この記事は2022年3月11日に「きんざいOnline:週刊金融財政事情」で公開された「日銀の政策調整を意識して日本の超長期債はスティープ化へ」を一部編集し、転載したものです。


日銀の政策調整を意識して日本の超長期債はスティープ化へ
(画像=PIXTA)

世界的な原材料価格の高騰や物流コストの上昇などを背景に、食品や日用品などの幅広い品目で値上げが相次いでいる。日本でもインフレ率は上昇傾向にあり、インフレ高進に対して日本国民は懸念を強めている。

こうしたなか、野党は日本銀行に低金利政策の修正の是非を問いただしている。これに対し日銀は、コストプッシュ型のインフレは一時的なため、金融引き締めで対応する必要には迫られていないと強調する。

日銀は、2%の物価安定目標が安定的に達成されるまで、現行の金融緩和策を粘り強く続ける方針を繰り返し示している。政府も現時点ではこうした日銀の政策運営に関して理解を示し、具体的な政策手段は日銀に任せている。

しかし、エネルギー価格の高騰でインフレがさらに進行した場合、夏の参院選を前に、野党だけでなく与党からも金融緩和政策の弊害について懸念が強まる可能性は十分に考えられる。その際は、政府が金融政策に対する現在のスタンスを継続できるか疑問が生じるだろう。

米連邦準備制度理事会(FRB)のパウエル議長は2022年3月2日に米下院で議会証言し、3月15日~3月16日に開催される米連邦公開市場委員会(FOMC )で25bpの利上げを支持する考えを再度表明した。日銀が現行の緩和策を維持すれば、日米金利差拡大を背景に円安基調が進みやすい側面もある。交易条件の悪化と円安を伴うインフレ高進を抑制すべく、日銀に緩和策の修正を求める動きが政治的に強まっても不思議ではない。

すでに市場は、短期政策金利のマイナス0.1%から0%への引き上げを予想している。例えば、短期政策金利(現状はマイナス0.1%)に対する市場の見通しを反映する「1年先1年OIS金利」は、足元で0%を超える水準となっている(下図)。
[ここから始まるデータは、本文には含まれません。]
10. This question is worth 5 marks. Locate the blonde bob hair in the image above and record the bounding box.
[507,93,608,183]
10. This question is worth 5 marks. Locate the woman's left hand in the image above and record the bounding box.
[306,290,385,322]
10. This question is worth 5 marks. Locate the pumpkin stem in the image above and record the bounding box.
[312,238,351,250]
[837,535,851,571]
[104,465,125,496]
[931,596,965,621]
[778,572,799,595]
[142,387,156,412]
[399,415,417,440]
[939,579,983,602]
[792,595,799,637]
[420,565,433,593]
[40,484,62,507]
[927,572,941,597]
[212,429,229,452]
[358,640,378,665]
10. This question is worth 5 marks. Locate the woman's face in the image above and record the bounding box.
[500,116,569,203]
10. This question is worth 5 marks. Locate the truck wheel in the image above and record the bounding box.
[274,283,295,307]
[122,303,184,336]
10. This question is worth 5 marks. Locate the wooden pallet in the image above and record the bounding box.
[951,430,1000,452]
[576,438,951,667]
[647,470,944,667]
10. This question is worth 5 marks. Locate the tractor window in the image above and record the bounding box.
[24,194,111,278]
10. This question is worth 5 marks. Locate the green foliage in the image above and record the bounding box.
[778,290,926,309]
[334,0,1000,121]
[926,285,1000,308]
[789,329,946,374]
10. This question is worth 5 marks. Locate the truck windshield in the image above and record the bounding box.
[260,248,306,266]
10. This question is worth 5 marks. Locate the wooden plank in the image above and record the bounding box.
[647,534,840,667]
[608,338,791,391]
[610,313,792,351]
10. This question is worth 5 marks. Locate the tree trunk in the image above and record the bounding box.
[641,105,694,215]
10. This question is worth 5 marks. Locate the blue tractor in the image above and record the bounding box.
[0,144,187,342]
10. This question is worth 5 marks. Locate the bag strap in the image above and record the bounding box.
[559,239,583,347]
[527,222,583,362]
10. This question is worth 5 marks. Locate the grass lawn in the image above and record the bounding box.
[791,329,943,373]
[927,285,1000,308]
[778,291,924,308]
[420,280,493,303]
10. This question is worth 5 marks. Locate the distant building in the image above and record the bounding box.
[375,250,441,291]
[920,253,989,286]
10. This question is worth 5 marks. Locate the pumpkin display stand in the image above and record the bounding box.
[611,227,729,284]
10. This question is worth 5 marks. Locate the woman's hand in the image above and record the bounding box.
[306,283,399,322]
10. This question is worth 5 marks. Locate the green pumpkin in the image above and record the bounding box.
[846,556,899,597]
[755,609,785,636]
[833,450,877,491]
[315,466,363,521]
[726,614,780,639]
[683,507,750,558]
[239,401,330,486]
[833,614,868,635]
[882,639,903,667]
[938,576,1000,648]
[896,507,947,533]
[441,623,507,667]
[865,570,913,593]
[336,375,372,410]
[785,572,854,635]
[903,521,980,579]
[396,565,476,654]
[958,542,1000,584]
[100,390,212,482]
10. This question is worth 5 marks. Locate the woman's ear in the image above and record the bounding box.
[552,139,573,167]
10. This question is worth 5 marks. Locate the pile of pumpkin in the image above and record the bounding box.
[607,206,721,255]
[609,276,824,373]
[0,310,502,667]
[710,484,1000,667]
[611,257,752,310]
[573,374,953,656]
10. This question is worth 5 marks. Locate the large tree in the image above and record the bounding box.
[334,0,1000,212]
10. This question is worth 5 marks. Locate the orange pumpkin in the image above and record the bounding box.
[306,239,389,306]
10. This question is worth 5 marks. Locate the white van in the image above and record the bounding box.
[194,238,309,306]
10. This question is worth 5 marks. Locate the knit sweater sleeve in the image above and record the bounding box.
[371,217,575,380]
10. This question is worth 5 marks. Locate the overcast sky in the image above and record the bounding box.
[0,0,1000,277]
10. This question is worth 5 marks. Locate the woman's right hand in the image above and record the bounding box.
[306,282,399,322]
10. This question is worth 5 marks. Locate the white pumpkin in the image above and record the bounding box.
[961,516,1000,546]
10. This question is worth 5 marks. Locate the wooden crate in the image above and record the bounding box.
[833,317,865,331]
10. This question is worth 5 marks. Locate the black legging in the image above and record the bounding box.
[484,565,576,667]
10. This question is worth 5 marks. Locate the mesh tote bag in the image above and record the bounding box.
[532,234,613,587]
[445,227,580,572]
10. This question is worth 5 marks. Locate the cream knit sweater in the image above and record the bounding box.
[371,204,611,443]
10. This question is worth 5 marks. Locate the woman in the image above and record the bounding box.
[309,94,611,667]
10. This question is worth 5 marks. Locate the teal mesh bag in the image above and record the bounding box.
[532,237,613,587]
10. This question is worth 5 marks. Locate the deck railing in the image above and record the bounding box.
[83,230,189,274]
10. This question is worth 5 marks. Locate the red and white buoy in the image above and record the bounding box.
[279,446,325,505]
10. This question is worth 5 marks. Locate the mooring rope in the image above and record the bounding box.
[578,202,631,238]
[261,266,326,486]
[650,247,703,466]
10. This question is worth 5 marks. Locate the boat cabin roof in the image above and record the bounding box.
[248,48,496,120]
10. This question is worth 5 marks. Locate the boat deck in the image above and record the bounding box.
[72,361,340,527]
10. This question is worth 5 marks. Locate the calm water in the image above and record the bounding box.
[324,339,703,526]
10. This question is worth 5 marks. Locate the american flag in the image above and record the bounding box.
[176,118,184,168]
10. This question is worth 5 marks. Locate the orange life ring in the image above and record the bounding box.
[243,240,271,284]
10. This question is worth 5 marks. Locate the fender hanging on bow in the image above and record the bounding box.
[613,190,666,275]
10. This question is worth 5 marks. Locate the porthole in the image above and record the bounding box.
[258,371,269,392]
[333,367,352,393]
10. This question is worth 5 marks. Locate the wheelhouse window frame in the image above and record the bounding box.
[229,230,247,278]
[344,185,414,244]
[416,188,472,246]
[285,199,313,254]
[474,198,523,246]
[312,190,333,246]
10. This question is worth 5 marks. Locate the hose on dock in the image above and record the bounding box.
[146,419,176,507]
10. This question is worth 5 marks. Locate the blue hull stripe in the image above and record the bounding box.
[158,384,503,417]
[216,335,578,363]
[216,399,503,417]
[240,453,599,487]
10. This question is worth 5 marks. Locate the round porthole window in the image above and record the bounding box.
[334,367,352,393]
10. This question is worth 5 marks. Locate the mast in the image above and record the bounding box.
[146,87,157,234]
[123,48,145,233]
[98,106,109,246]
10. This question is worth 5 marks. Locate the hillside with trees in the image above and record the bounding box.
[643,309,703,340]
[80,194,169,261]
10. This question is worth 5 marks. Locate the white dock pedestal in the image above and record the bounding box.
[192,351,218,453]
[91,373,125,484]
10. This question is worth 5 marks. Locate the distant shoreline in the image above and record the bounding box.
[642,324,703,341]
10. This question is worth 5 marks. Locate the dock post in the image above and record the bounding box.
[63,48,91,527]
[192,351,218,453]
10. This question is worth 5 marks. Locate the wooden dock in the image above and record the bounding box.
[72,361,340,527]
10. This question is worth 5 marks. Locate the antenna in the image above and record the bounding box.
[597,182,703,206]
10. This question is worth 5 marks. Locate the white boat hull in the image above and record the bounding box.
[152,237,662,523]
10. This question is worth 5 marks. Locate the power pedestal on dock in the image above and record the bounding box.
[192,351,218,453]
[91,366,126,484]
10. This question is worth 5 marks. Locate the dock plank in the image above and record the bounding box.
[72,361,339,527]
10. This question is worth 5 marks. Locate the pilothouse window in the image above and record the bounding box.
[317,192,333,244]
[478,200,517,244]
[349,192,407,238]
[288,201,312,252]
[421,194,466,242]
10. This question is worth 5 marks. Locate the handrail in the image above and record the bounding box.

また、市場は、イールドカーブ・コントロール政策(YCC)における誘導目標年限の10年から5年への短期化といった政策調整のリスクを相応の確率で織り込む。

足元で資産増に転じた毎月分配型ファンド
(画像=きんざいOnline)

ウクライナ情勢の緊迫化で、足元では織り込みの後退の動きが見られたが、前記の背景を踏まえて中長期的に展望すれば、市場は日銀が政策調整に動く確率をより強く意識するであろう。その場合、長期金利の上昇幅は、現行のYCCの下では日銀の「指値オペ」によって0.25%で抑制される。

一方、10年超の年限国債は年間を通じてならしてみれば、イールドカーブが傾斜を強めながら(スティープ化)、金利は上昇バイアスを維持する展開が予想される。